UPTE-CWA 9119 employees will strike on all nine UC campuses and at the UC medical centers, including at the UC Davis Medical Center in Sacramento. A strike is planned to take place at UC Davis on March 20 at Orchard and La Rue Rd. At UCLA, 2020 presidential candidate and Senator Bernie Sanders will join UC employees at the picket line.

“I think Bernie’s campaign has inspired many of our members to stand up and fight for what they believe in,” said UPTE President Jamie McDole in a press release from AFSCME 3299. “When Bernie talks about ‘the top 1%,’ we’ve seen it right here at UC—more and more high-paid executives and administrators and suspect contracts with ties to the regents while workers get squeezed harder and harder and the students and patients suffer.”

Since bargaining began in May of 2017, UPTE-CWA 9119 has been unable to reach an agreement with the UC, although bargaining representatives from the union and the UC have met 17 times. At these meetings, UC employees voiced concerns about recruitment and retention challenges — UPTE-CWA 9119 has said that four out of five research/technical workers will leave the UC in less than five years due to “uncompetitive pay and lower overtime standards than in the private sector,” according to a press release from the union. Other concerns include a decrease in full-time career work and outside contracting — one of AFSCME 3299’s primary concerns as well.

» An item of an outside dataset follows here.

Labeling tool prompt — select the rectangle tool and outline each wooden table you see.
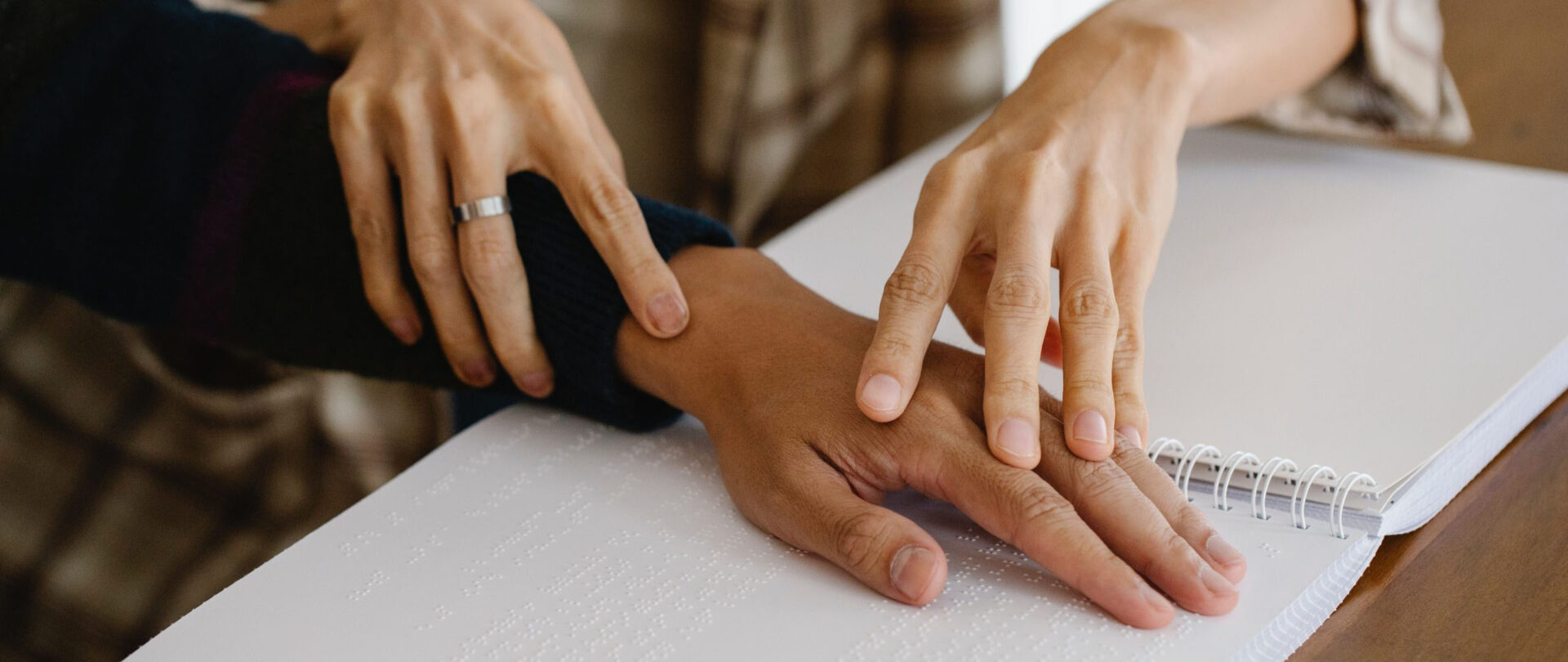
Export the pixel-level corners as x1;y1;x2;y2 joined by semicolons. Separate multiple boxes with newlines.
1294;0;1568;660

“It’s unfortunate that AFSCME and UPTE leaders are choosing to strike for the third time in less than a year,” said Claire Doan, the director of media relations for the UC Office of the President via email. “The university feels the way to a deal is at the bargaining table – not on the picket lines – and should not come at the expense of patients, students, the university, and our communities.”
Doan said the UCOP is “disappointed” with UPTE leadership which, she said, is “demanding unreasonable double-digit raises” that are “16 to 22 percent over the proposed terms of the agreement” and “that are far beyond those given to other UC employees.”

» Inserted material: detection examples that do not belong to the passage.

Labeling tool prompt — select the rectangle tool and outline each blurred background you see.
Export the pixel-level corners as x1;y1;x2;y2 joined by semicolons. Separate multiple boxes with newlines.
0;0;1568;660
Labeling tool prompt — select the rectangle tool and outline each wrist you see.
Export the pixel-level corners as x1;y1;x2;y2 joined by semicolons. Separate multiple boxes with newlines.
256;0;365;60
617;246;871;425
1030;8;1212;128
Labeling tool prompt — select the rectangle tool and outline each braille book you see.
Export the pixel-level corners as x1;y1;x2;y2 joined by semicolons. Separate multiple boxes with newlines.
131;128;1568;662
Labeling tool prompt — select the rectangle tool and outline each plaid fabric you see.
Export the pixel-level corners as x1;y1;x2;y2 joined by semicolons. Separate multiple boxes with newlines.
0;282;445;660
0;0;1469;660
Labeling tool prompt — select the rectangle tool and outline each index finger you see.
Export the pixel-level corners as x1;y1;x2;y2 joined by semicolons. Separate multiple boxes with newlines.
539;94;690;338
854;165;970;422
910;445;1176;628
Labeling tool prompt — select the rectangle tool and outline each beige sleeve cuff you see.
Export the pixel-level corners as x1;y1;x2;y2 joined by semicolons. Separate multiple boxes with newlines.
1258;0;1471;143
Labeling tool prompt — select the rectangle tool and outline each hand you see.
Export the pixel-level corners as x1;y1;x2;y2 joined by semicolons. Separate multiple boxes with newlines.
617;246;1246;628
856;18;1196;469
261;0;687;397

Doan claimed the UC is “intent on making reasonable compromises to get a deal” while union leadership from UPTE-CWA 9119 and AFSCME 3299 “are not truly engaging in the bargaining process.”

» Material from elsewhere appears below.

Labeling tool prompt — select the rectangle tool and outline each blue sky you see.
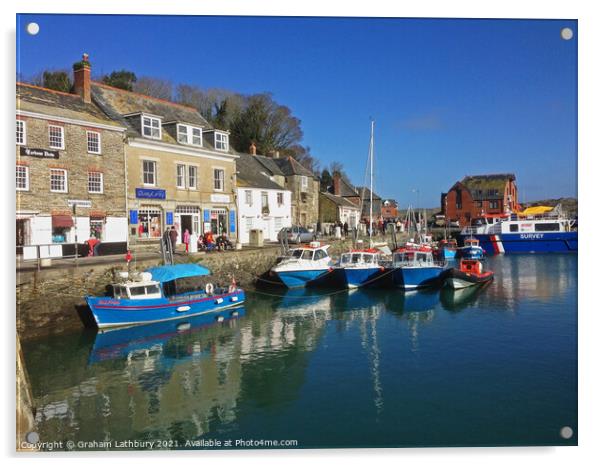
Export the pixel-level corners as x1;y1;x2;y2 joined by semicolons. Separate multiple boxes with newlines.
17;15;577;207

The UC’s last, best and final offer “included wage increases that were less than half what UC agreed to in September of 2018 with nurses represented by the California Nurses Association,” according to the press release from UPTE-CWA 9119.

“It’s insulting for UC executives to continue to try to force us into accepting these
offers,” said David Carlos, an IT worker at UC San Diego, in the press release. “It shows a profound lack of commitment to the institution as a whole. Research and technology drive
UC’s greatness and the short-sighted attempt by UC executives to undermine and
outsource career work will be felt by students, patients, and the public at large.”

Written by: Hannah Holzer — campus@theaggie.org

1 COMMENT

  1. The reason UPTE is asking for double digit raises is because the pay for so many job titles has fallen below market level by DOUBLE DIGITS. For example, I am a Clinical Lab Scientist at a UCDMC , and our pay is 20-25% below what CLS make at Mercy, Sutter, and Kaiser in the Sacramento area. The STARTING wage at Mercy is more than what I currently make at UC with 10 years of experience. Why work at UC if you can go across town and make $10-12 more/hour? The kicker is that we train these CLS at the CLS Training Program, so UC can’t even retain the workers that we work so hard to train for the job. We cannot hire anyone because the pay is so low. As a result we are constantly short staffed, we are skipping breaks and lunches, being asked to work more and more OT on holidays and days off, and on call constantly and we are just barely keeping up. Turn around time increases, more mistakes are made because people are stressed and exhausted, and therefore the quality of patient care has suffered. In my 10 years here I have never seen working conditions so poor and morale so low. UC should be ashamed of themselves, for having the means to acquire and retain great employees but being too greedy and short sighted to actually do so.